The assessment by Good Harbor Security Risk Management, headed by the
former Clinton and Bush administration official Richard Clarke, occurred
over two months beginning in September 2015, the people said. It included
interviews with key staff members and a detailed review of the security
measures in place on the organization’s network, they said.
Security Flaws

The review found problems ranging from an out-of-date firewall to a lack of
advanced malware detection technology on individual computers, according to
two of the people familiar with the matter. The firm recommended taking
special precautions to protect any financial information related to donors
and internal communications including e-mails, these people said.

The DNC paid $60,000 for the assessment, according to federal filings.

Mark Paustenbach, a spokesman for the DNC, declined to comment on the Good
Harbor report. Emilian Papadopoulos, president of Washington-based Good
Harbor, said he couldn’t comment on work done for a specific client.
Missed Warnings

The security review commissioned by the DNC was perhaps the most detailed
of a series of missed warnings. Officials at both the Republican National
Committee and the DNC received government briefings on espionage and
hacking threats beginning last year, and then received a more specific
briefing this spring, according to another person familiar with the matter.
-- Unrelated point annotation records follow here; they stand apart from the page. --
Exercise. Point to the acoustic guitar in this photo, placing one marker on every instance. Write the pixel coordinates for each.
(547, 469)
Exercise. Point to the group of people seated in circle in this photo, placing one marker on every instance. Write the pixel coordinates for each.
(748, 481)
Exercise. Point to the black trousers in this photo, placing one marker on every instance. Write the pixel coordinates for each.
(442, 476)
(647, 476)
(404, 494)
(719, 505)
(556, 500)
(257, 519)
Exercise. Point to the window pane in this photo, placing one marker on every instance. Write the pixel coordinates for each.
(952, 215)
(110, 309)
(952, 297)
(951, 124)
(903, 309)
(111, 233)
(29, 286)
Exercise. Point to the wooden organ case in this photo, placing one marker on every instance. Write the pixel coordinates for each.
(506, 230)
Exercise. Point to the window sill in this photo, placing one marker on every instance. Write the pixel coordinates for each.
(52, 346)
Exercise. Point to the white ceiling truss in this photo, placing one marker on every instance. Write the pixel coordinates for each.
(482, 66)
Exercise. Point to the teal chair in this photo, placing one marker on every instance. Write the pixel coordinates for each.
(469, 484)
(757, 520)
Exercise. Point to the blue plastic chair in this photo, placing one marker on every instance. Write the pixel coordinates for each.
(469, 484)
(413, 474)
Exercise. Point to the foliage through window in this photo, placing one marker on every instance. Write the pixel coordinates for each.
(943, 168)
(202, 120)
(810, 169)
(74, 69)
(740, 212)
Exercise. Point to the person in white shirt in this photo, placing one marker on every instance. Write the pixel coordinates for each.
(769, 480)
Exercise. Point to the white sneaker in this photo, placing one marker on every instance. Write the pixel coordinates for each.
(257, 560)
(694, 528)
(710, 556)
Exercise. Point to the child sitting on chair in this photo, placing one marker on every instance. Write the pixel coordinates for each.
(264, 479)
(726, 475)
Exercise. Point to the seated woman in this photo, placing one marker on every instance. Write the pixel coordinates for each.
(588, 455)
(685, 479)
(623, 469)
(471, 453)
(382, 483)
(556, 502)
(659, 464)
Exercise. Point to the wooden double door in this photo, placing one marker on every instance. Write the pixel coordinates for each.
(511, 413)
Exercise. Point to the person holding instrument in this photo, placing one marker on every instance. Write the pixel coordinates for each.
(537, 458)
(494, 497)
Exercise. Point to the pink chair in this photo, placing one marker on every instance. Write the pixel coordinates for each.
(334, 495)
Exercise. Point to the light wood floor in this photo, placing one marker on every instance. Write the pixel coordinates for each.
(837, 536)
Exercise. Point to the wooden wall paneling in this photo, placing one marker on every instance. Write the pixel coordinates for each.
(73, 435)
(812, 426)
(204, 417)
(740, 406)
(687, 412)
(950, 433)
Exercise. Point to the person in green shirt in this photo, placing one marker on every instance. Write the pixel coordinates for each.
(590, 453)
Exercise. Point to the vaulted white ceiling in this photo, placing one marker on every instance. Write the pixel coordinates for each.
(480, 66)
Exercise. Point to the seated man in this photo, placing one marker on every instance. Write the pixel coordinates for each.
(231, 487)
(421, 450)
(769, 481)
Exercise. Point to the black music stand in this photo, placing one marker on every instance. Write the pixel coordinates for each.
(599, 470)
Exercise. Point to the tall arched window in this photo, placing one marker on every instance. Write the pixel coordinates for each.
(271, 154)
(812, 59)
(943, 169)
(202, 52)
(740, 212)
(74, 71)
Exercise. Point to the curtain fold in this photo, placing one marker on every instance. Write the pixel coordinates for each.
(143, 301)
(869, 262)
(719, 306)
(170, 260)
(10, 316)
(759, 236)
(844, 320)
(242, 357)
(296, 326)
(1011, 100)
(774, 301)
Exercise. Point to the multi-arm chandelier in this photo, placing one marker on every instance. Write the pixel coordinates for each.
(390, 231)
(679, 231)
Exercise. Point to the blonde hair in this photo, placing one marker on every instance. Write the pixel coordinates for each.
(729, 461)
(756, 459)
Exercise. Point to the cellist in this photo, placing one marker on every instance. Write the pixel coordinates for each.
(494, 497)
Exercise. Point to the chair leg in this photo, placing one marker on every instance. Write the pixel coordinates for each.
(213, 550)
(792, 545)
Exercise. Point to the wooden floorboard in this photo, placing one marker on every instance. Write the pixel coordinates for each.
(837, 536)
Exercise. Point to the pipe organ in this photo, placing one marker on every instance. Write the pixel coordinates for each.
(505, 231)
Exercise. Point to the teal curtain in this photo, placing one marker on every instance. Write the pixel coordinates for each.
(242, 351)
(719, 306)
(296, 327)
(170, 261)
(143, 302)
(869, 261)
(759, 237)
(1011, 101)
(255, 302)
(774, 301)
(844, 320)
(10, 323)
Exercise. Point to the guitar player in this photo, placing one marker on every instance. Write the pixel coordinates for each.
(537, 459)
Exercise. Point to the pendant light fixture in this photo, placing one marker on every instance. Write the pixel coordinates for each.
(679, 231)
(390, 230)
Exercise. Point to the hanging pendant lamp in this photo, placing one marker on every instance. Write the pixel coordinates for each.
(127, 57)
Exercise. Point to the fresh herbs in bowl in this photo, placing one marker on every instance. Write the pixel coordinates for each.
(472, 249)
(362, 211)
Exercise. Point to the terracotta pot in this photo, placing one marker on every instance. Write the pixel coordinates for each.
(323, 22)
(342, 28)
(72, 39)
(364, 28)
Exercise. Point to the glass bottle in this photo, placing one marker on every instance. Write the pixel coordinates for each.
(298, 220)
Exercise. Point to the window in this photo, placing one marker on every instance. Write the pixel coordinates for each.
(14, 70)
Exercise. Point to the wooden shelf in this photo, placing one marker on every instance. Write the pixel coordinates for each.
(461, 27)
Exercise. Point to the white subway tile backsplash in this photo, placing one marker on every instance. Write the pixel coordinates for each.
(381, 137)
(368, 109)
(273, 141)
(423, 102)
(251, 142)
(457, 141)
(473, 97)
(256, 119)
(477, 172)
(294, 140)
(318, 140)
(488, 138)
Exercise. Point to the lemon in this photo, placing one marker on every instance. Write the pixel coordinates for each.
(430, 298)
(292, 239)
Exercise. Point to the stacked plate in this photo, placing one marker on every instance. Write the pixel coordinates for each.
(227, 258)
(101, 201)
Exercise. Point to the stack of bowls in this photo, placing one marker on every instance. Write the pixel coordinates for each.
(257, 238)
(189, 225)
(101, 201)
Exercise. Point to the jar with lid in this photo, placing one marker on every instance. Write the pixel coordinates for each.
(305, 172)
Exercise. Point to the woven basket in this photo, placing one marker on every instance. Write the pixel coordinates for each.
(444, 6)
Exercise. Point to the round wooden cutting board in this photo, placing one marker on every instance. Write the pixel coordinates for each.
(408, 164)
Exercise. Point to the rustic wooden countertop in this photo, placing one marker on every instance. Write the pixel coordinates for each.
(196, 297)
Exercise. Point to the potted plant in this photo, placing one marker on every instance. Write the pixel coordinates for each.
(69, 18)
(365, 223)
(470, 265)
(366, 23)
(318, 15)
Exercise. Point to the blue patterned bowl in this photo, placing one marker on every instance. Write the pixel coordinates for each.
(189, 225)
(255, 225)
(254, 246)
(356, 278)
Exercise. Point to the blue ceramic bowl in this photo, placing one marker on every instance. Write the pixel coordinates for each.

Cyber-security assessments can be a mixed blessing. Legal experts say some
general counsels advise organizations against doing such assessments if
they don’t have the ability to quickly fix any problems the auditors find,
because customers and shareholders could have cause to sue if an
organization knowingly disregards such warnings.

Papadopoulos said a risk analysis by his firm is designed to “help an
organization’s senior leadership answer the questions, ‘What are our unique
and most significant cyber security risks, how are we doing managing them,
and what should we improve?’ ”

The firm typically recommends that clients conduct a so-called breach
assessment to determine whether hackers are already lurking in the network,
Papadopoulos said. He wouldn’t confirm whether such a recommendation was
among those delivered to the DNC.

“We give recommendations on governance, policies, technologies and crisis
management,” he said. “For organizations that have not had a compromise
assessment done, that is one of the things we often recommend.”

It isn’t certain a breach assessment would have spotted the hackers,
according to Barron-DiCamillo, but it would have increased the chances.
“Why spend the money to have Good Harbor come in and do the recommendations
and then not act on them?,” she asked.